Statement vom 08.11.2020

Konstantin von Notz zu den Ereignissen in Leipzig

Zu den Ereignissen in Leipzig im Zusammenhang mit der Demonstration „Querdenken“ erklärt Konstantin von Notz, Stellvertretender Fraktionsvorsitzender:

„Die Bilder, die uns aus Leipzig erreicht haben, sind höchst besorgniserregend. Die Vorkommnisse haben bundesweit für Entsetzen gesorgt und müssen - auch auf Bundesebene - dringend aufgeklärt werden. Unter anderem wollen wir wissen, warum die längst aufgelöste Demonstration noch durch die Innenstadt ziehen gelassen wurde.
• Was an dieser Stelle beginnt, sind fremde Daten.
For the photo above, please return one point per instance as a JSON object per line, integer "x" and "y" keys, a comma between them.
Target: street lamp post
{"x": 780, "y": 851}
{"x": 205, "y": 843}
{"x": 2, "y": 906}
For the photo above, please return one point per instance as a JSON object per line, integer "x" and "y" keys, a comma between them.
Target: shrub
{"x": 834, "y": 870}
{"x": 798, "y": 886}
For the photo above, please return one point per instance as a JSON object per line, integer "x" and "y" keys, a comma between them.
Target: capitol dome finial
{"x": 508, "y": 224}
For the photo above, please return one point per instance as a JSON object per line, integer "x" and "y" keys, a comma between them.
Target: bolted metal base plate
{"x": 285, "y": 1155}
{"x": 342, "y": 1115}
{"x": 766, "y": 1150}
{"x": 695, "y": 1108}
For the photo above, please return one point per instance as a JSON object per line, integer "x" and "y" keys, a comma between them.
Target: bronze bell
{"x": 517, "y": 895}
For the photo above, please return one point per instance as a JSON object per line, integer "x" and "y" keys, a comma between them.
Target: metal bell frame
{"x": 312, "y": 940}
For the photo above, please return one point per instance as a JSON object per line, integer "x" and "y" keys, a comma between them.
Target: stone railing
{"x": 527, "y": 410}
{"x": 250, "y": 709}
Auch gilt nun entschlossen aufzuklären, welche extremistischen und gewaltbereiten Gruppen an den Protesten beteiligt waren. Soeben haben wir beantragt, dass die Bundesregierung in den zuständigen Gremien des Bundestages hierüber berichtet. Dass sich der Bundesinnenminister, der sich bei durchaus nichtigeren Anlässen in der Vergangenheit allzu schnell geäußert hatte, bislang komplett ausschweigt, ist irritierend.“

Foto von Konstantin von Notz MdB
Dr. Konstantin von Notz
Stellvertretender Fraktionsvorsitzender (19. WP) Beauftragter für Religion und Weltanschauungen (19. WP)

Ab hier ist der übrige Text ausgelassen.